Updates on Management of Papillary Thyroid Carcinoma

SAN DIEGO-Several scientific sessions at the 2007 Combined Otolaryngology Spring Meeting focused on the topic of papillary thyroid cancer (PTC), which accounts for about 75% of thyroid cancers in the United States.1 As members of the American Head and Neck Society (AHNS), Tarik Y. Farrag, MD, and Mark G. Shrime, MD, presented the results of their studies, Identifying Patients Undergoing Thyroidectomy for Papillary Thyroid Cancer at Risk for Harboring Multiple Central Neck Lymph Node Metastases and Cost-Effective Management of Low-Risk Papillary Thyroid Carcinoma, respectively.

Timing of Central Neck Dissection

Tarik Y. Farrag, MD

Tarik Y. Farrag, MD

Dr. Farrag, a postdoctoral fellow in the Department of Otolaryngology-Head & Neck Surgery at Johns Hopkins School of Medicine, performed a retrospective chart review of 51 consecutive patients with PTC who underwent primary thyroidectomy and concurrent removal of central neck lymph nodes (LN) between March 2000 and November 2006 at Johns Hopkins to identify the patient population with PTC undergoing primary thyroidectomy at risk for harboring multiple central neck LN metastases.

This is the first time the concept has been addressed by this approach, said Dr. Farrag. Due to the potential complications associated with central LN dissection, there is controversy in the current literature on when to do it, and what the factors are that could reliably predict a positive disease in this compartment in this subset of patients, which then could justify an extensive central compartment dissection at the time of primary thyroidectomy.
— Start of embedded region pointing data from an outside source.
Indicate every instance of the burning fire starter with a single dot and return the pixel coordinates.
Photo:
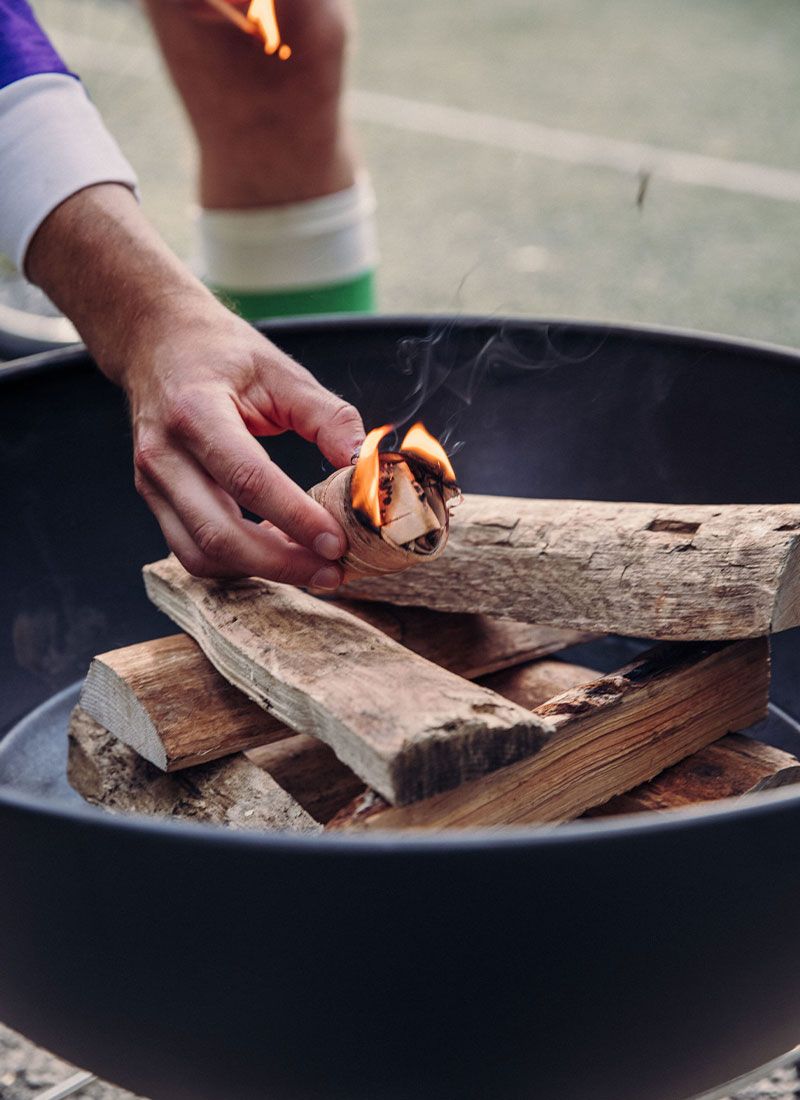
(393, 505)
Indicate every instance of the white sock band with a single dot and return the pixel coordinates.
(292, 246)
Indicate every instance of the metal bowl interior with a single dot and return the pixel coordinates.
(646, 958)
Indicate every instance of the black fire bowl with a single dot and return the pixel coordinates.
(647, 959)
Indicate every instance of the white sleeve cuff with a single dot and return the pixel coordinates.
(53, 143)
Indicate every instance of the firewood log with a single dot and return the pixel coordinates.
(729, 768)
(322, 784)
(405, 523)
(611, 735)
(310, 772)
(232, 792)
(648, 570)
(165, 699)
(407, 727)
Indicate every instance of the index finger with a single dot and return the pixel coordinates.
(217, 437)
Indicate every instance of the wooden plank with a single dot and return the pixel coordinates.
(649, 570)
(407, 727)
(228, 792)
(730, 768)
(467, 644)
(322, 784)
(165, 699)
(310, 772)
(611, 735)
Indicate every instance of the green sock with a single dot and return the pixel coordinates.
(352, 296)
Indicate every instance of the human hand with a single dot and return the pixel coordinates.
(199, 392)
(201, 384)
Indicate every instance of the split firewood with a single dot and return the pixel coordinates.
(322, 784)
(649, 570)
(232, 792)
(610, 735)
(730, 768)
(166, 700)
(393, 506)
(407, 727)
(470, 645)
(310, 772)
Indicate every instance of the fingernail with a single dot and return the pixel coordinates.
(328, 546)
(327, 578)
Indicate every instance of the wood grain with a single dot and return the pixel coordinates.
(322, 784)
(648, 570)
(231, 792)
(310, 772)
(610, 735)
(407, 727)
(729, 768)
(165, 700)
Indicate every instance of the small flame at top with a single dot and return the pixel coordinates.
(262, 12)
(419, 441)
(366, 475)
(365, 483)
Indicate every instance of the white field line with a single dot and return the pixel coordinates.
(494, 131)
(571, 146)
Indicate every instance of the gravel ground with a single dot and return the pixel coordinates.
(26, 1070)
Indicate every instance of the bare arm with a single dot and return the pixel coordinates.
(201, 383)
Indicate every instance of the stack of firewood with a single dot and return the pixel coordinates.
(430, 699)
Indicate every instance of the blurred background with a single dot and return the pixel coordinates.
(618, 160)
(627, 160)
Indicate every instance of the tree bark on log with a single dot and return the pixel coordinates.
(654, 571)
(730, 768)
(231, 792)
(611, 735)
(407, 727)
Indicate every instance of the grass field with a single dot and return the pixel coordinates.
(508, 142)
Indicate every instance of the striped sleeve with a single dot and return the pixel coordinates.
(53, 142)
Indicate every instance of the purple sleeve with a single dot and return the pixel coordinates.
(24, 48)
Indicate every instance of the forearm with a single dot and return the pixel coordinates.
(99, 260)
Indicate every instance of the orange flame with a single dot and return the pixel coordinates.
(364, 486)
(262, 12)
(419, 441)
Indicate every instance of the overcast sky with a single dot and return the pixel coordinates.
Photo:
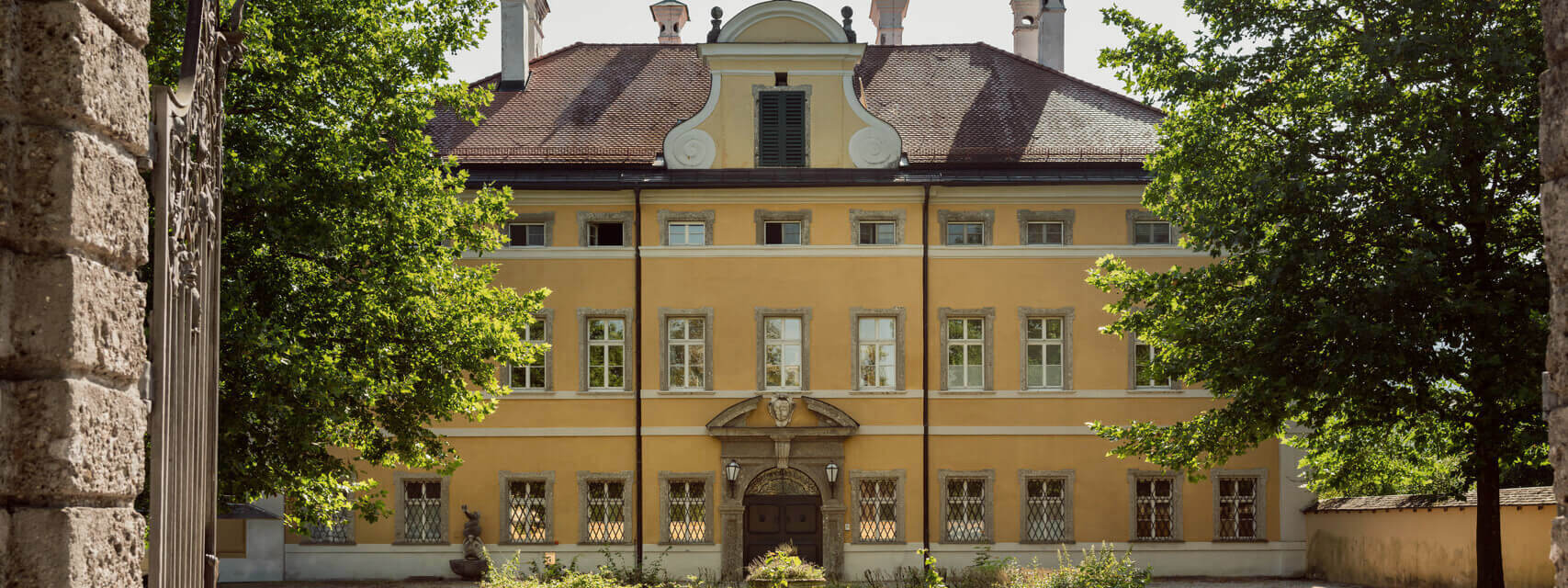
(929, 22)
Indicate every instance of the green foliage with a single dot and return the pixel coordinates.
(783, 565)
(348, 323)
(1370, 173)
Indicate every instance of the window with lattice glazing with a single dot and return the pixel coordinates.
(781, 345)
(605, 353)
(423, 508)
(687, 353)
(1044, 353)
(1044, 510)
(530, 375)
(878, 353)
(878, 503)
(966, 353)
(1237, 508)
(527, 512)
(1155, 508)
(605, 512)
(966, 510)
(687, 512)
Study participants were divided into two categories: (1) 15 patients whose operative notes indicated direct removal of suspicious LN(s) only (1-6 LNs removed; median = 2), and (2) 36 patients whose operative notes showed that an attempt was made to clear more than just suspicious LNs (4-27 LNs; median = 13). The second category was further divided into two groups based on whether the patient was (A) negative or (B) had positive multiple LNs on final pathology.

Comparisons between A and B were performed utilizing four factors, which had the following results:

  1. Primary tumor size ≥ 3cm: positive predictive value (PPV) = 82%; sensitivity (S) = 45%.
  2. Lateral neck LN metastasis detected by preoperative imaging (ultrasound and/or CT) and confirmed by fine needle aspiration and/or intraoperative frozen section: PPV = 89%; S = 63%.
  3. Preoperative suspicion of central LN metastasis based on physical exam and imaging: PPV = 100%; S = 26%.
  4. Intraoperative suspicion or histopathologic confirmation of central neck LN metastasis: PPV = 93%; S = 91%; p = 0.008.

Our study demonstrated that intraoperative central LN evaluation is an important step during thyroidectomy for PTC to predict those who are likely to harbor multiple LN metastases, said Dr. Farrag. The other three factors were found to be highly predictive for patients harboring multiple central nodal metastases; however, they had variable sensitivity.